It’s odd to read headlines today saying that the UK has officially entered recession. We’ve known this for months: shops were closed, restaurants shuttered. You couldn’t get a cup of coffee or a haircut, offices were closed and millions furloughed. These were not normal times – but we knew that then, as we know it now. What we didn’t know was how far the economy had contracted, and how much this could be remedied by ending lockdown. The big news today, revealed by official figures released by the Office for National Statistics this morning, starts to answer this.
It turns out that our economic hit was one of the hardest in Europe. UK GDP fell 20.4 per cent in the second quarter of the year (ie, April, May and June), its largest quarterly slump, and worst recession, on record. No part of the economy was spared but the services sector fared particularly badly, falling by 20 per cent, with the worst hit to accommodation and food services. To the surprise of no one, putting the nation under strict lockdown sent the economy into a free fall.
But while the whole of Q2 adds up to a 20.4 per cent contraction, the fall only came in the month of April. According to ONS figures, the economy has started its comeback: a revised 2.4 per cent growth in May (up from 1.8% on initial estimates) and nearly 9 per cent growth in June.
That growth levels in June were far more buoyant than May’s figures signals that reopening non-essential shops made a significant difference to economic activity, and the further reopening of pubs, restaurants, hairdressers and other retail outlets in July could result in an even bigger boom in next month’s figures. As of the end of June, the UK economy is around 17% smaller than pre-crisis levels – this is better than April, when it was 25% smaller. The irony of course is that as we get the official figures for the Covid recession, we are also heading out of it: all economists agree that Q3 (which we entered last month) will show a recovery – as you’d expect when you start allowing for economic activity which was temporarily banned by the government. But the pain caused by two quarterly contractions will still be felt acutely, for months, possibly years. And we’re still a long way off achieving a complete, V-shaped recovery, the likes of which will be determined by decisions made around the economy next .

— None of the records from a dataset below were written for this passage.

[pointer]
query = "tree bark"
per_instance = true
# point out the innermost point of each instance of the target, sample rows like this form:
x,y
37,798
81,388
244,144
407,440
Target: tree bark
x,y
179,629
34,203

Those who are claiming today that Britain has experienced one of the worst contractions in Europe because it was late into lockdown are only right if we consider that the delay in March is a major reason why the government has been so cautious to re-open the economy, trailing European countries by weeks, sometimes months. As the ONS has previously pointed out, the link is between the economy and the stringency of lockdown: the harsher the rules and restrictions, the more damage that’s done to the economy. This partially explains the Q2 figures today, and bodes ill for the next few months: the Blavatnik School of Government at Oxford University keeps a regular update of stringency measures and finds Britain is, still, the worst in Europe.
While the index of services still shows almost all sub-sectors having yet to make a full recovery, it is not obvious there will be scope, or permission, to make a full recovery soon. Out of education, arts, entertainment, food, accommodation and recreation, some sectors have yet to reopen, or return to full capacity. They underline concerns that, over the course of the year, the UK economy will end up having taken the biggest Covid hit in Europe – with the largest increase in deficit of any major economy.
Of course we were going to fall. Now we know how hard. The outstanding question still is how fast will the recovery be.